Dans un rôle social, ils sont missionnés par le gouvernement canadien pour apprendre
aux Inuits… comment cultiver des légumes ! Lesquels légumes n'entrent
manifestement pas dans les coutumes alimentaires des habitants ! Pour quelle
utilité et quel espoir de réussite ? (Sans doute une fausse bonne idée qui a dû
germer dans la tête d'un technocrate canadien !?...).
Quoiqu'il en
soit, il fait bon dans la serre, nos deux Ivoiriens semblent heureux et leur
production fait merveille dans des caissons hors sol : pommes de terre,
haricots, piments, petits pois, etc… De là à nourrir 400 habitants… Dans la
bonne humeur, nous avons vécu quelques moments vraiment décalés.
15h45 sur la
plage, les habitants assistent à notre rembarquement, des groupes se forment essayant
de discuter.
C'est
l'habitude, plusieurs habitants viennent à bord du Soléal pour offrir un
spectacle aux passagers. Cela commence par une démonstration de jeux de force
entre deux hommes, puis des chants par la chorale accompagnés de tambours. Deux
jeunes filles font un récital de chant de gorge. Ensuite, les mêmes acteurs habillés
de tenues folkloriques noires ornées de dessins géométriques et de fourrure reviennent
sur scène pour interpréter des chants rituels lancinants, qui sans doute devaient
mener en transe à l'époque où était pratiqué le chamanisme.
20h00, ce soir
c'est le dîner du Chef (cuisinier) avec la participation des officiers du bord.

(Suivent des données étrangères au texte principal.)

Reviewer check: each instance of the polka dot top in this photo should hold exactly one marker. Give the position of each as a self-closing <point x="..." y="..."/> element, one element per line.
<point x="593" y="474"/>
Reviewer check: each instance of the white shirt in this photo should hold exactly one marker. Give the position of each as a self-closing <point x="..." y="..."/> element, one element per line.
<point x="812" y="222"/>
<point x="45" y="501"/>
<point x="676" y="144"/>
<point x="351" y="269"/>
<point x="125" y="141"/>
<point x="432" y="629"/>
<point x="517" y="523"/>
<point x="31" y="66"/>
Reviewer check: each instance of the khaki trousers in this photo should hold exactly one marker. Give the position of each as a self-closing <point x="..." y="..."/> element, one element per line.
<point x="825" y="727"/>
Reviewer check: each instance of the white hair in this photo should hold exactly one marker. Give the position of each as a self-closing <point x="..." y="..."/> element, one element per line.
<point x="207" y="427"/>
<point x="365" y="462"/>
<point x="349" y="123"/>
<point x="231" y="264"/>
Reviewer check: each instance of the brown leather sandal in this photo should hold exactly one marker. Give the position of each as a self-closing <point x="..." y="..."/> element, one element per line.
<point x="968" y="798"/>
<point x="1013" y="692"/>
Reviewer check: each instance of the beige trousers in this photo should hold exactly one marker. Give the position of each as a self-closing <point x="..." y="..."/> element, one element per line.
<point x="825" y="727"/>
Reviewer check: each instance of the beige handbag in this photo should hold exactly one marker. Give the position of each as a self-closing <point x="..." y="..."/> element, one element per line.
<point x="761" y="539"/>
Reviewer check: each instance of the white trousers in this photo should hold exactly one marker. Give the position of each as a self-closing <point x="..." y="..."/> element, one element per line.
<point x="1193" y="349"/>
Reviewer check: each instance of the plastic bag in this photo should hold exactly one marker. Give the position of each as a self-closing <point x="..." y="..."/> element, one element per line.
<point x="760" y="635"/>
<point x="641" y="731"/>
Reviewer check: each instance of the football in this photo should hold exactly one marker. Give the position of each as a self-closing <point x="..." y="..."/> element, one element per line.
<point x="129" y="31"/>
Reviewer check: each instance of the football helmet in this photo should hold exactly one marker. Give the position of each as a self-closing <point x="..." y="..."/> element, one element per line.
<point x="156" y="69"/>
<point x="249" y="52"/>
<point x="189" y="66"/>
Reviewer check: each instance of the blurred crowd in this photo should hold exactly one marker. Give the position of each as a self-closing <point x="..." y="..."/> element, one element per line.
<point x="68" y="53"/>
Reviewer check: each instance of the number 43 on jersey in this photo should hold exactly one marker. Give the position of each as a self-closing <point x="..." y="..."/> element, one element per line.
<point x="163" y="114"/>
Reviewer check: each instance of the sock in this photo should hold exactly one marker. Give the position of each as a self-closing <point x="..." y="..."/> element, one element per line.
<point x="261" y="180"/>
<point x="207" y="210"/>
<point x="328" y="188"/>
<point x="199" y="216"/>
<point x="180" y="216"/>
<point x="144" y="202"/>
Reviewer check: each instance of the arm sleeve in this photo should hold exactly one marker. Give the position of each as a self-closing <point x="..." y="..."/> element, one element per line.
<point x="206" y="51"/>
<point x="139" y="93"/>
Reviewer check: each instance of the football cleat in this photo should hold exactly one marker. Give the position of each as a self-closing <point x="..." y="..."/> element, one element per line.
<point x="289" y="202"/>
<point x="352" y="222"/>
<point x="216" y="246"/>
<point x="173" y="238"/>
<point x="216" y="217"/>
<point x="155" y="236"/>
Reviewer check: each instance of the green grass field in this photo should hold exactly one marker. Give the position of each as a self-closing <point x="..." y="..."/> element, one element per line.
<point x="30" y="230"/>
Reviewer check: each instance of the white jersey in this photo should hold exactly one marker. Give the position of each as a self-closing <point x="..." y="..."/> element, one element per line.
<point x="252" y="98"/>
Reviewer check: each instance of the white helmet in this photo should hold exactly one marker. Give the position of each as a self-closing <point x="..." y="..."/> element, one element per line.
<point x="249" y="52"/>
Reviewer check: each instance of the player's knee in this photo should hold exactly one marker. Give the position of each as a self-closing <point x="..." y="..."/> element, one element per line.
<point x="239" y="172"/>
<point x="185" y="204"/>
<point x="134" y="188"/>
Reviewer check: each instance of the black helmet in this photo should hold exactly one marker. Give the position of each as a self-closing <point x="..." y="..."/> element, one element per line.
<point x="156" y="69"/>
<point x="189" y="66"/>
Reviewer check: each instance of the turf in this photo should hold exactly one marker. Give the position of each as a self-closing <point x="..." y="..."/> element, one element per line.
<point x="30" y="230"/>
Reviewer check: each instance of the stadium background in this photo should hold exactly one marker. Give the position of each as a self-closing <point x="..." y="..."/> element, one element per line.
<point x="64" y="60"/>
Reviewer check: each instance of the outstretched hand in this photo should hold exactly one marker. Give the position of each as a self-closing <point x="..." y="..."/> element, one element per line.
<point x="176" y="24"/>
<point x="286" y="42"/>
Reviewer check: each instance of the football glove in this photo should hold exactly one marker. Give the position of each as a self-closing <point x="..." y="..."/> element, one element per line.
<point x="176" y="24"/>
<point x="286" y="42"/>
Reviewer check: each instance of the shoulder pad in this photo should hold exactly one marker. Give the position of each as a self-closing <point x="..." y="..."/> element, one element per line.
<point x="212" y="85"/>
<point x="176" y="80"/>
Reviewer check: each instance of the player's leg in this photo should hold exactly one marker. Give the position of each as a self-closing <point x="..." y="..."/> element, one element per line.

Dîner décontracté avec Sarah, la Directrice de croisière qui n'a aucun mal à
animer les discussions autour notre table. Nous partageons aussi le repas avec
Eric, l'un des lieutenants machine que je ne connaissais pas. Une occasion
rêvée pour savoir ce qui se passe dans l'un des endroits les plus secrets du
bateau et pour lui de changer d'horizon un court moment lors d'une soirée vraiment
sympathique.
Contraste assez saisissant des rencontres de cette journée avec les jours précédents... J'imagine le sentiment d'irréalité, ce village perdu, aux conditions de vie difficile, et puis la serre ivoirienne... Vraiment étonnant (et un peu triste en fait).